Rolls-Royce today announced that it has successfully run the latest E3E (efficiency, environment, economy) core engine as part of its two-shaft research program, which is intended to develop future powerplants for business jets and single-aisle airliners. The latest core build produced “excellent results” during 40 hours of run trials at Stuttgart University’s altitude test facility, exceeding flight-envelope requirements, the company said.
Researchers across Europe have made substantial progress in their pursuit of the cleaner, more fuel efficient engines that will be needed if air traffic is to continue growing without its environmental impact becoming unacceptable.
The environment is everything these days for engine manufacturers and suppliers, as initiatives such as the recently launched European Commission Clean Sky program drive ever more advanced ideas on reducing emissions and noise.

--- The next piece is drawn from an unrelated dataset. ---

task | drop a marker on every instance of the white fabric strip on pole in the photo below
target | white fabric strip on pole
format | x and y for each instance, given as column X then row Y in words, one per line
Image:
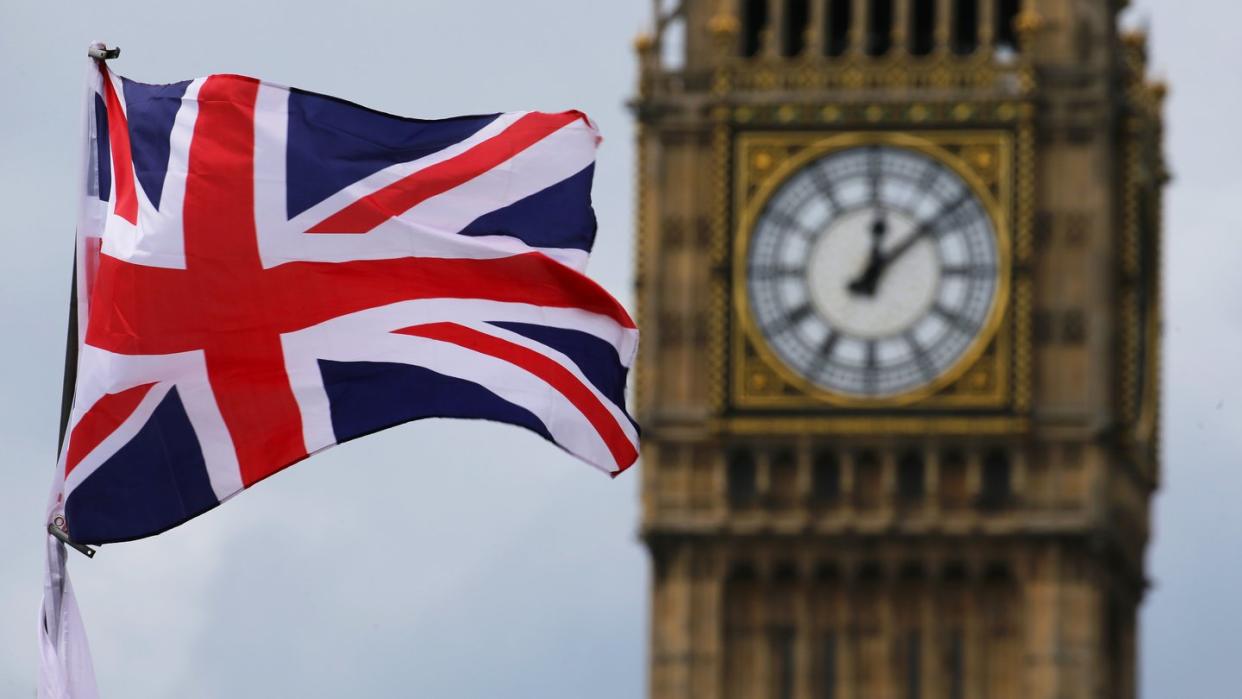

Rolls-Royce is now exploring future engine technologies that, although challenging, are key to the ambitious Advisory Council for Aerospace Research in Europe (ACARE) goals for 2020 in terms of nitrous oxides (NOx) and carbon dioxide (CO2) emission cutting and noise reduction. These technologies range from heat exchangers to shape memory alloys and magnetic bearings.
With fuel prices at noticeably higher levels and Stage 4 noise requirements proposed to take effect next January 1, industry and government are working furiously on ways to make turbine engines even more efficient, while further reducing emissions and noise output. NASA is leading the charge, with plenty of help from the engine manufacturers themselves.